Nice touch by Keefe, putting out Simmonds for the opening face-off alongside fellow Toronto natives Bunting and Jason Spezza.
“He's tough to play against, man. He knows his role 100 per cent. He was fabulous on the power play in Philadelphia,” Canucks head coach Bruce Boudreau said. “He was just a good player. But his toughness sort of over-ranked has good-playerness. If that’s even English.”
• As trade rumours engulf the Canucks, Boudreau insists there’s been zero discussion in his dressing room about breaking up the band. According to SportsClubStats.com, Vancouver still has an 18.4 per cent shot at making the playoffs. There are still more than two weeks to decide on the fate of J.T. Miller and the rest of the pieces that contenders covet from the roster.
“Unless he’s the best actor in the world, all I know is he cares about the Vancouver Canucks,” Boudreau said of Miller.
“The media thinks every Canucks player is getting traded. But, honest to God's truth, we haven't had one word said about it. Not one player has come up to me.”
• Nick Robertson certainly made good on his second-line audition with Tavares and Nylander, scoring his first NHL goal. But it was notable that Alexander Kerfoot replaced Robertson on that line for some key D-zone draws, and Spezza subbed in during an important O-zone draw with the outcome in the balance.
The coach’s trust isn’t there yet.
"We've been trying to get a sense of where he is at in his development and what he might be able to provide," Keefe said of the trial.

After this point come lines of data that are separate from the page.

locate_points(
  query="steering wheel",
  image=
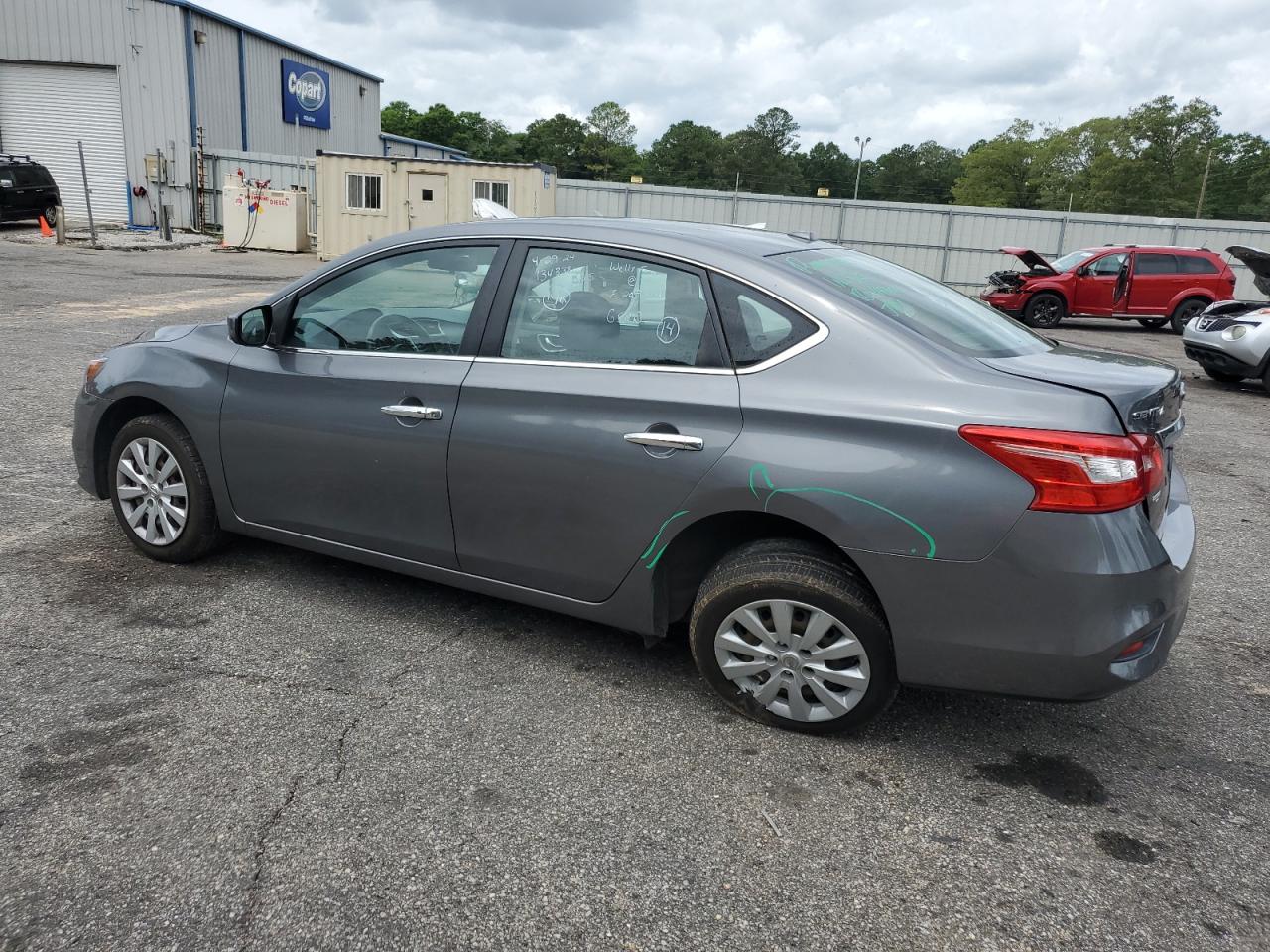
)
(397, 326)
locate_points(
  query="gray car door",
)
(599, 400)
(339, 428)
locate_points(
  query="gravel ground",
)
(107, 238)
(280, 751)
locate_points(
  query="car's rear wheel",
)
(789, 636)
(1185, 311)
(1222, 375)
(1044, 309)
(160, 492)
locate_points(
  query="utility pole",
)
(860, 163)
(1203, 184)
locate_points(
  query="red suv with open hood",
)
(1152, 285)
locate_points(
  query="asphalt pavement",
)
(280, 751)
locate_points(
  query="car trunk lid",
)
(1257, 262)
(1146, 394)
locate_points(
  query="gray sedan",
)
(833, 475)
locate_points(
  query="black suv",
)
(27, 190)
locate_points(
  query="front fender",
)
(187, 377)
(1051, 286)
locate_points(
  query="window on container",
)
(495, 191)
(365, 190)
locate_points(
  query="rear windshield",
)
(920, 303)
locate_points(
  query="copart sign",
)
(305, 95)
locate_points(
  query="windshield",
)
(1071, 259)
(920, 303)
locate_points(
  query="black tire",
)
(1222, 375)
(1044, 309)
(1184, 312)
(798, 571)
(200, 532)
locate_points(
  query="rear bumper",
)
(1048, 613)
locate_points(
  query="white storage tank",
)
(262, 218)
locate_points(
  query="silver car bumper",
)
(1049, 612)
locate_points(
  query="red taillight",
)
(1076, 472)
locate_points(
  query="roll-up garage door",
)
(45, 112)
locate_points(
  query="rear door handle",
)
(412, 412)
(666, 440)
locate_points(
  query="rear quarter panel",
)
(857, 438)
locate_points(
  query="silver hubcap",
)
(797, 660)
(151, 492)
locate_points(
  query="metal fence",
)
(282, 172)
(957, 245)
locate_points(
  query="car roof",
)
(707, 244)
(1164, 249)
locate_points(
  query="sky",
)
(893, 70)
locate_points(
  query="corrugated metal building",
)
(136, 77)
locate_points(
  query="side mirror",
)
(252, 327)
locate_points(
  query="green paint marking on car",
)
(761, 470)
(657, 537)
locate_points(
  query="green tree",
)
(921, 173)
(1238, 184)
(399, 118)
(763, 154)
(686, 154)
(826, 166)
(610, 145)
(557, 141)
(998, 173)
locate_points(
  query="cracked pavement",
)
(273, 749)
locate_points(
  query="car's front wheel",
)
(1044, 309)
(160, 492)
(789, 636)
(1185, 311)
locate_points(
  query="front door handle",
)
(412, 412)
(666, 440)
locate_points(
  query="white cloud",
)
(897, 70)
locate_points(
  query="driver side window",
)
(417, 302)
(594, 307)
(1107, 264)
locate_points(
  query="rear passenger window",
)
(588, 307)
(1197, 264)
(1152, 263)
(757, 327)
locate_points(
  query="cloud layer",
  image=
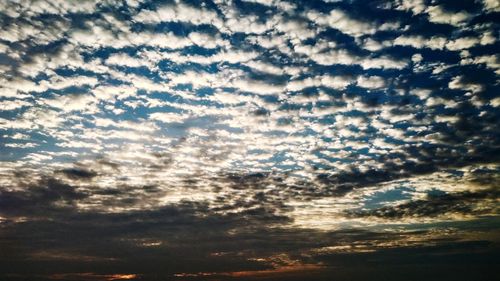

• Bo Horvat swatted away Auston Matthews’ Michigan attempt:
• Ondrej Kase (day-to-day) practised with the team Friday but was held out again Saturday. The kamikaze winger hasn’t played in a week now. He needed some tests, Keefe said, on an unspecified “upper-body” injury. The uncertainty around Kase’s ailment is concerning due to his concussion history.
"He got through practice [Friday] and felt good, but not in a position where he was going to play tonight, so they'll use the time to get a little more of a sense of what's happening," Keefe said.